お彼岸には『おはぎ』を食べ、お正月にはお餅やお雑煮を食べる。同じ様に、お花見に出かけた時にも、その土地その土地でのグルメがあるのではないだろうか。そして、その中でも人によって好きなものが違ってくる。

 お花見の出店グルメだと、屋台焼きそばに、青森ならではの生姜味噌おでん、そしてお好み焼き。僕が小さい頃から変わらないグルメだ。

 弘前公園の名物といえば、黒こんにゃく。『ジャンボおでん』と銘打っていたかもしれない。大きめのこんにゃくを丸々煮込んで味と色を染み込ませた逸品だ。僕にとってはカロリーがほぼ無いのも魅力的。

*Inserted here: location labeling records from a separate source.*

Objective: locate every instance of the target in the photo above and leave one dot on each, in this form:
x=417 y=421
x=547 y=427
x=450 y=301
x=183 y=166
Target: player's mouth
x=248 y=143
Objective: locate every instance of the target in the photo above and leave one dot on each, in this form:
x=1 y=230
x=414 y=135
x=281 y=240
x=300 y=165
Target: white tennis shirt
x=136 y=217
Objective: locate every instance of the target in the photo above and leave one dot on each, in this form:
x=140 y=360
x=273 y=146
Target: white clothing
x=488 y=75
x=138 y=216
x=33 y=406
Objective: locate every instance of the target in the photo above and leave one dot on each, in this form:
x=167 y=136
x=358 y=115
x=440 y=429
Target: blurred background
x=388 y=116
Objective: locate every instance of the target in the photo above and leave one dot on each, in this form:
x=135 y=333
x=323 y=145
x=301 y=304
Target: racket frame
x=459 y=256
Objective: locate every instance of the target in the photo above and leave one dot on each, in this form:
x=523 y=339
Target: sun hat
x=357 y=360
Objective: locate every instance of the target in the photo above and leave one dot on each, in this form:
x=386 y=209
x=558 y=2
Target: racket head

 新しいところだと、嶽きみ(『だけ』地域のとうもろこし)の天ぷら。嶽きみは県内随一の甘くてみずみずしいとうもろこし。これを削いで、薄い衣でさっとあげるのだからたまらない。カップに入れて一切れ一切れを爪楊枝で刺して、ふうふうしながら食べる。弘前公園内でも何店舗か出ていると思う。今では居酒屋でも食べられる定番の料理だ。

 そして、青森市ならではのお花見グルメがある。青森市で育った子供たちは、合浦公園でお花見を楽しむ。その出店の中に、『飴せんべい』という看板がある。特に調べたわけでは無いが、おそらくは青森市内のみで供されていると思う。

 2枚のごま煎餅を腹合わせにして、その間にたっぷりの水飴を挟む。ごま煎餅の素朴な風味とパリッとした食感、水飴の自然な甘味がたまらない。噛み割ってピョーンと伸びる水飴を指にも顎にも服にもつけない様に上手に食べるのが妙技である。


 津軽藩の領内には、古くから、澱粉と麦芽から甘味を抽出した、砂糖を使わない水飴が製造されていた。製造を担っていたのは佐賀から出て津軽藩に使えた武内家で、藩政が終わるとともに創業家の武内家が青森市に移り、津軽飴の製造を続けて今に至っている。

 ねぶたの威容を蓋にあしらった赤く丸い水飴缶は子供の頃から目にして食べていたものなので、今目にしても、ここにしか無い懐かしさが込み上げてくる。


 先人の知恵と技と、家業を続けてこられた努力に感謝したいと思う。